Consider the story of Martha Beraud, a young French physical medium closely studied by scientists in the early 20th century. Martha in the literature goes by Eva C.; her strange gift was a form of materialization. She was able to produce from her body a substance known as ectoplasm. This had plastic properties in which images, mostly of faces, would crystallize out of the initially amorphous ectoplasm. The faces and figures would remain visible and clear long enough to be photographed by the experimenters. The images would then dematerialize and disappear back into the body of the medium.
Her leading investigators , Mme Bisson, the medium’s sponsor and the physician and scientist, Baron Von Schrenck Notzing, and many other witnesses, were in total control of the experiments with Eva C. They were careful to rule out the possibility of fraud. So careful were they, the medium had to get out of her clothes into a special costume without pockets or room for any trickery; she also, before every experiment, had to submit to a probing body search, including all her orifices.
The experiments took place in the Baron’s private laboratory. Bisson and the Baron worked with this medium for four years. The experiments consisted of Eva C. getting into an altered state of consciousness, sometimes with the assistance of a hypnotist. On average the medium produced tangible, visible substance from some part of her body, often her mouth, about fifty percent of the actual experiments. It was not a mechanical process; but more like the creative inspiration of the artist than a guaranteed chemical interaction. And, as Schrenck Notzing observed, Eva had the temperamental traits of the artist in spades. In fact, Mme Bisson, was an artist herself, and saw the artist in Eva’s psychical temperament, which was emotionally suggestible and imaginative.

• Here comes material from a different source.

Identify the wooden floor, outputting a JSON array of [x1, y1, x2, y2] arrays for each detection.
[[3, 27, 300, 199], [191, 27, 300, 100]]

The psychologist Gustave Gely experimented with Eva C., and writes in italics to emphasize that these “representations have grown under my own eyes from the beginning to the end of the phenomena.” He gives an example from his notes: “From Eva’s mouth a band of white substance about two fingers breadth slowly descends to her knees. This ribbon takes varied form under our eyes: it spreads as a large, perforated, membranous tissue, with local swellings and vacant spaces; gathers itself together and retracts repeatedly.” He then describes how at first pseudo-pods emerge that turn into fingers and whole hands. He notes how he feels a skull and hair. Sometimes forms only partially materialize, and then they vanish. So here we have a fantastic phenomenon that many critically-minded witnessed for years. And we have hundreds of photographs of the phenomenon.
These photos are evidence of a completely mystifying phenomenon. But they are also works of art, and in a category curiously unique. They are portraits of a woman in the torturous act of creating a miracle, creating out of her own body a new body. The attached painting is one of a series I’ve done of Eva C.’s photographs, which strike me as images of the creative process. My painting is a materialization of Eva’s materialization, and paint is my ectoplasm. All this is part of my exploration of the link between painting and the paranormal.